Bruce McCarthy (Vintage and Nostalgic Sydney in Photos):

“I worked at the Albion in the seventies. We used condies crystals in the trays. It was a regulation to stop the slops being put back into the kegs. If a health inspector found no dye in the trays the publican was fined – lookout the offending bar staff!”

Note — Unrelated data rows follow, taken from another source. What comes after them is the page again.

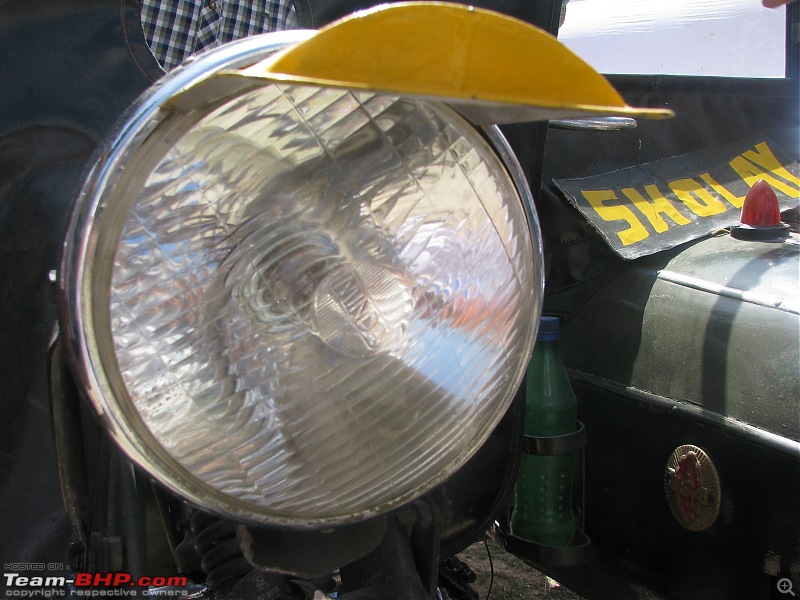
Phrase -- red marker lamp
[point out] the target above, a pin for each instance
(761, 215)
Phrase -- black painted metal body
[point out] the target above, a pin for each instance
(69, 72)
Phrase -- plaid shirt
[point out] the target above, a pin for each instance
(176, 29)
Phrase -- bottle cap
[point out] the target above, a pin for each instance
(549, 329)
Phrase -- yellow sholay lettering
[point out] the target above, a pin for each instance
(653, 210)
(704, 206)
(752, 173)
(635, 233)
(735, 200)
(764, 158)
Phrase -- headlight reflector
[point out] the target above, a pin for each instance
(300, 305)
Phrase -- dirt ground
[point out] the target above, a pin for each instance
(513, 579)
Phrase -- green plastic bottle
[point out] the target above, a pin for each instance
(543, 504)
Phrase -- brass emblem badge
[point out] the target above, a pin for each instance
(693, 490)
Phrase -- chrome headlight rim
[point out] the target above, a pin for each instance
(86, 273)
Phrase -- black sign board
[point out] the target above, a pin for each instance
(654, 206)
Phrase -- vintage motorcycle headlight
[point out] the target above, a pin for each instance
(299, 305)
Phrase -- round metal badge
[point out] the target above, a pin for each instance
(693, 489)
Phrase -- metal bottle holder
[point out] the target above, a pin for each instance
(578, 550)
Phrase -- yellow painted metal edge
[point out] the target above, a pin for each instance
(491, 67)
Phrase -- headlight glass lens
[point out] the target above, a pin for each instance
(319, 302)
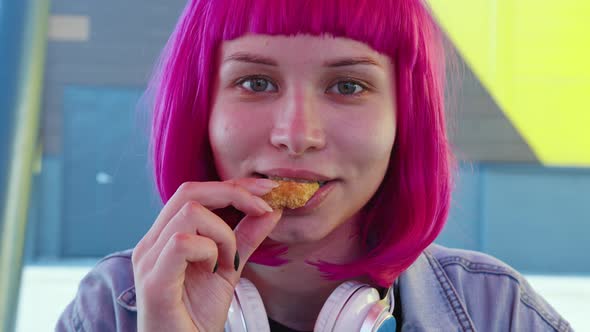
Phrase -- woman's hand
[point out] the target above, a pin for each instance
(173, 264)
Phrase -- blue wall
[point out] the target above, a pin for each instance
(536, 219)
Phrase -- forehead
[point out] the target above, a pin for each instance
(301, 48)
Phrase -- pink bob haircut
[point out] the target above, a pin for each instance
(411, 206)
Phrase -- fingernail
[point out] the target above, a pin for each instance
(262, 204)
(266, 183)
(236, 261)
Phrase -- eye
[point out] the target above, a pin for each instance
(347, 88)
(257, 84)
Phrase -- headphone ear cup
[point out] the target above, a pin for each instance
(246, 313)
(346, 308)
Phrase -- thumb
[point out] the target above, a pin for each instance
(251, 231)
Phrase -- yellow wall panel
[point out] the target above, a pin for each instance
(534, 58)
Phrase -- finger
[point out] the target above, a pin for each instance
(213, 195)
(194, 218)
(250, 233)
(181, 249)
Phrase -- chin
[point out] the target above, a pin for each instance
(293, 232)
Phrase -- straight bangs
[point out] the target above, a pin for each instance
(410, 208)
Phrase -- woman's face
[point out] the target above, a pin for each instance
(305, 107)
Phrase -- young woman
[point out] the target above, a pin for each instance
(345, 93)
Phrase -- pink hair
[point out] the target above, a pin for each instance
(410, 208)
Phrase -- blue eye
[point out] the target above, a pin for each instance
(258, 84)
(347, 88)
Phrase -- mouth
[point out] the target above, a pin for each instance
(301, 179)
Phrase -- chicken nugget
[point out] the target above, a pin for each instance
(291, 194)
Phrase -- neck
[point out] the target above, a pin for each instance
(294, 293)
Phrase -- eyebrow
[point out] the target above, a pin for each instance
(258, 59)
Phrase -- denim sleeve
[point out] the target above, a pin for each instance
(498, 298)
(95, 308)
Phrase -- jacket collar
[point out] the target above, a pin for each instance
(429, 302)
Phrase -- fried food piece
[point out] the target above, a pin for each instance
(291, 194)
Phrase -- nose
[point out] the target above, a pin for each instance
(297, 125)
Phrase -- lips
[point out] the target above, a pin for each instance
(294, 175)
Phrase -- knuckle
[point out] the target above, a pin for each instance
(246, 240)
(191, 208)
(179, 242)
(186, 187)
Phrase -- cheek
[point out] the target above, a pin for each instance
(232, 139)
(369, 141)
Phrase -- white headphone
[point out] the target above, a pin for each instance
(352, 306)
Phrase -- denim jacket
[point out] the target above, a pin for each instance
(443, 290)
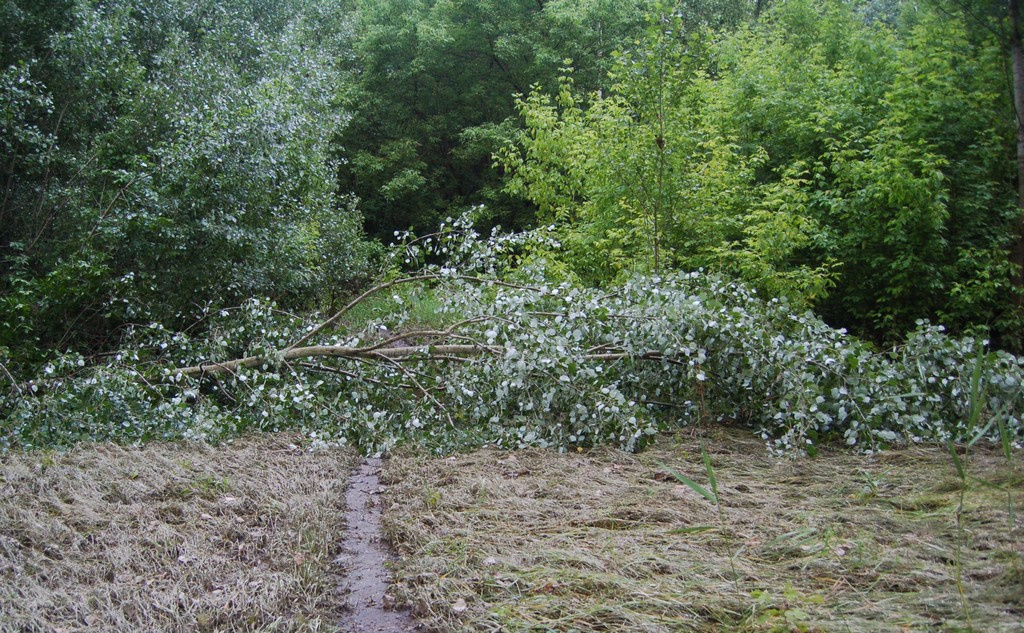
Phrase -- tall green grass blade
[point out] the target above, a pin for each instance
(956, 461)
(711, 471)
(696, 488)
(976, 390)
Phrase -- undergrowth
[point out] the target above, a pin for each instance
(540, 364)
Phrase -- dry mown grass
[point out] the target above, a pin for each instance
(604, 541)
(172, 538)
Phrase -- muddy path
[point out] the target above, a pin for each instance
(365, 555)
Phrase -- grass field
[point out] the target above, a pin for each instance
(245, 537)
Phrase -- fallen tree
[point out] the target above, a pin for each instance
(469, 352)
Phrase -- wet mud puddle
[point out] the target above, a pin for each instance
(365, 555)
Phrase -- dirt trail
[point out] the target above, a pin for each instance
(365, 555)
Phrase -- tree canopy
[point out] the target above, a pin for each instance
(804, 215)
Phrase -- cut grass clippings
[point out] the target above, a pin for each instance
(607, 541)
(172, 537)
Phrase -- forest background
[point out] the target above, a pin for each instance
(186, 181)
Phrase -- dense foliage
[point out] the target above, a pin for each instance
(824, 154)
(162, 158)
(721, 184)
(531, 363)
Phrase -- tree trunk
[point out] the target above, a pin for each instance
(1017, 54)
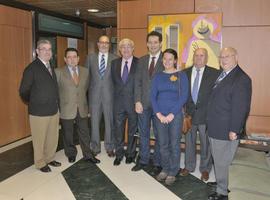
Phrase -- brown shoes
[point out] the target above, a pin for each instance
(205, 176)
(184, 172)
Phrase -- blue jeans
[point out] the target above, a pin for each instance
(169, 136)
(144, 124)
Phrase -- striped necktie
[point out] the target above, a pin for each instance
(195, 89)
(125, 72)
(102, 66)
(75, 76)
(49, 67)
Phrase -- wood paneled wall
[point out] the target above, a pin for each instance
(246, 26)
(62, 44)
(15, 54)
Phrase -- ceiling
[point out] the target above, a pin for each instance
(105, 17)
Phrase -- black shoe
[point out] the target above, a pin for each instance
(110, 154)
(55, 163)
(46, 168)
(93, 160)
(211, 184)
(217, 196)
(156, 170)
(129, 160)
(117, 161)
(71, 159)
(138, 167)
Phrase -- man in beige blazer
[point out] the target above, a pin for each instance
(73, 81)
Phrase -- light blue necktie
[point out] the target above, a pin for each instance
(195, 89)
(125, 73)
(102, 65)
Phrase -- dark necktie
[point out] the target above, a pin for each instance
(195, 89)
(152, 66)
(220, 78)
(125, 72)
(102, 65)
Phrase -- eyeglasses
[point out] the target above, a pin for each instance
(226, 57)
(106, 43)
(43, 49)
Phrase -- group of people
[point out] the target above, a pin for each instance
(152, 95)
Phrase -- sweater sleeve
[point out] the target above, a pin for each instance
(183, 96)
(154, 93)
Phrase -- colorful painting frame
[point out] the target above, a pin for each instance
(186, 32)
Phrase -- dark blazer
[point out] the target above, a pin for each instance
(198, 111)
(143, 80)
(124, 93)
(229, 105)
(100, 88)
(39, 89)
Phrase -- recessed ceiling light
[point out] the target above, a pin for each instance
(93, 10)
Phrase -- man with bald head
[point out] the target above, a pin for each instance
(101, 95)
(201, 78)
(228, 109)
(123, 76)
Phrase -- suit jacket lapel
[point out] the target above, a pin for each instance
(159, 64)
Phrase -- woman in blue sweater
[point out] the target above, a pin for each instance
(168, 95)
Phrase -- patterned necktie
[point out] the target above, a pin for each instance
(125, 72)
(220, 78)
(195, 89)
(75, 76)
(152, 67)
(49, 67)
(102, 65)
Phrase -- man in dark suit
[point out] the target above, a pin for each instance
(123, 76)
(201, 78)
(39, 90)
(73, 83)
(228, 108)
(147, 67)
(101, 95)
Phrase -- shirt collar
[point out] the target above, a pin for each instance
(156, 55)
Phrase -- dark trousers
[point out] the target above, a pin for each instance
(83, 133)
(169, 136)
(120, 116)
(144, 122)
(190, 152)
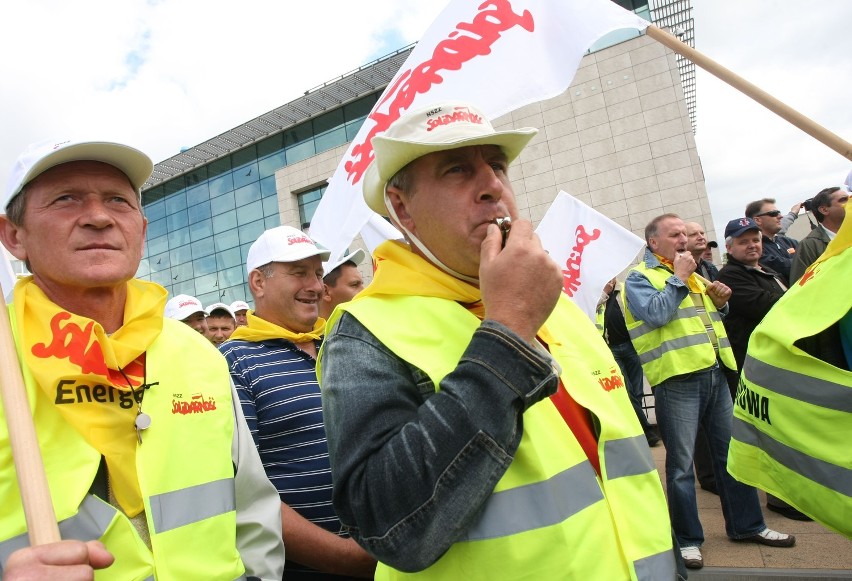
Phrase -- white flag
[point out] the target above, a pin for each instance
(590, 248)
(499, 55)
(378, 230)
(7, 275)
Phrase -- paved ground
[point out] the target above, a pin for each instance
(819, 553)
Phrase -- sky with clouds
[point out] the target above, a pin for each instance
(166, 74)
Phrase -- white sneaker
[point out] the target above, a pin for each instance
(692, 557)
(773, 538)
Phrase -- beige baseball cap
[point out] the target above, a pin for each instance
(438, 127)
(40, 157)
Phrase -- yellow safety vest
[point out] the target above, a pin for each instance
(550, 516)
(184, 465)
(793, 412)
(681, 345)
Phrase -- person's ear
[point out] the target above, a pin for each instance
(400, 204)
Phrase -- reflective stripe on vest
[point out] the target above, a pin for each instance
(831, 476)
(182, 507)
(537, 505)
(625, 457)
(805, 388)
(550, 512)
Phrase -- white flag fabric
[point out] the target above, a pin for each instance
(376, 231)
(590, 248)
(498, 55)
(7, 275)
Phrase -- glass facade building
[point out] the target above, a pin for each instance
(208, 204)
(201, 223)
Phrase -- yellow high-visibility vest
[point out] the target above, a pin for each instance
(793, 412)
(682, 345)
(615, 526)
(184, 466)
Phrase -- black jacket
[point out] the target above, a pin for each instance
(778, 255)
(753, 293)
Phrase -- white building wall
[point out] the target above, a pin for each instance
(619, 139)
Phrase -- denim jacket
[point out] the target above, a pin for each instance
(655, 307)
(412, 467)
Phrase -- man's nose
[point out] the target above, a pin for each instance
(490, 186)
(95, 213)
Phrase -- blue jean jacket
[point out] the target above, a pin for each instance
(412, 467)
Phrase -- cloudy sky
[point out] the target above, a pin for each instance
(166, 74)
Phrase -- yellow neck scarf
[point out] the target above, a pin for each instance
(262, 330)
(59, 346)
(401, 272)
(692, 282)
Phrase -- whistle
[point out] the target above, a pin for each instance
(504, 224)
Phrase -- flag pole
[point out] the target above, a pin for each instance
(32, 479)
(784, 111)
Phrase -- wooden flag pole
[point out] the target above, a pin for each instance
(786, 112)
(32, 480)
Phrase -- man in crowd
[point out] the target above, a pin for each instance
(341, 282)
(176, 494)
(795, 442)
(221, 322)
(778, 250)
(697, 245)
(189, 311)
(240, 308)
(447, 453)
(675, 324)
(829, 209)
(708, 252)
(754, 290)
(610, 319)
(272, 362)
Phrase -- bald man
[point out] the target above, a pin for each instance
(697, 244)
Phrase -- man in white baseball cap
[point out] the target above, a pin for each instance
(341, 281)
(436, 381)
(240, 308)
(105, 371)
(188, 310)
(272, 362)
(221, 322)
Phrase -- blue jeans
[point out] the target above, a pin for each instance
(631, 368)
(681, 404)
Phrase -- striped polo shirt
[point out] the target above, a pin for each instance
(280, 396)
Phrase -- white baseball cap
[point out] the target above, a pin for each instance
(220, 306)
(356, 257)
(438, 127)
(180, 307)
(40, 157)
(283, 244)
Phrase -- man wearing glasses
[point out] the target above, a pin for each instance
(778, 250)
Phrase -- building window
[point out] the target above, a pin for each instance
(308, 202)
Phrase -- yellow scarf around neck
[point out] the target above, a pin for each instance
(692, 282)
(59, 346)
(258, 330)
(401, 272)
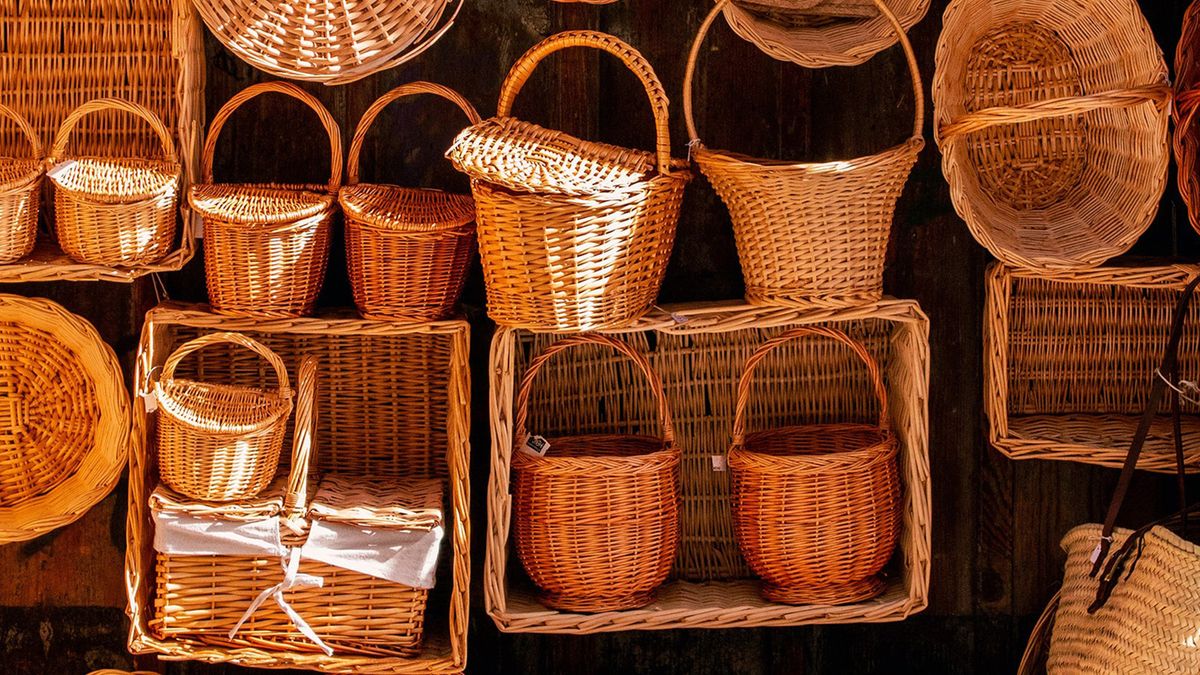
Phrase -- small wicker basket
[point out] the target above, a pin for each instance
(21, 190)
(118, 211)
(598, 515)
(816, 508)
(573, 234)
(267, 245)
(810, 234)
(408, 249)
(220, 442)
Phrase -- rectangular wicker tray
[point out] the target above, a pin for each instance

Andrew Macaulay (Vintage Sydney (Private) Facebook Group):

“Curious. The practice certainly occurred, but like most romantic recollections of other eras the story gets enhanced in the retelling. I was a cellarman for a long time, in very colourful bars, with larger than life publicans, and my understanding is that this practice only ever occurred in the ugliest kinds of bars. As well as the beer becoming sour from exposure to air, the drip trays were collecting from multiple taps for beer ranging from light beer to stouts, and the ullage drains in a large pub would consolidate drips trays from many bars throughout the premises. Consequently, the slops in the ullage keg, even if mixed into a large bank of kegs (allegedly the method) to dilute the taint would have alerted any drinker with a pallette. A well run pub cleaned it’s lines regularly, as even slightly dirty lines tainted beer. Putting slops through the lines, unless you were serving wretchedly drunk patrons, would be a swift way of emptying a bar.”

Less Williams (Old Sydney album):

“They would have a bank of 18 gallon kegs and the last keg would be a 9 gallon; that’s where the slops would go, and run through all the 18s, to the taps.”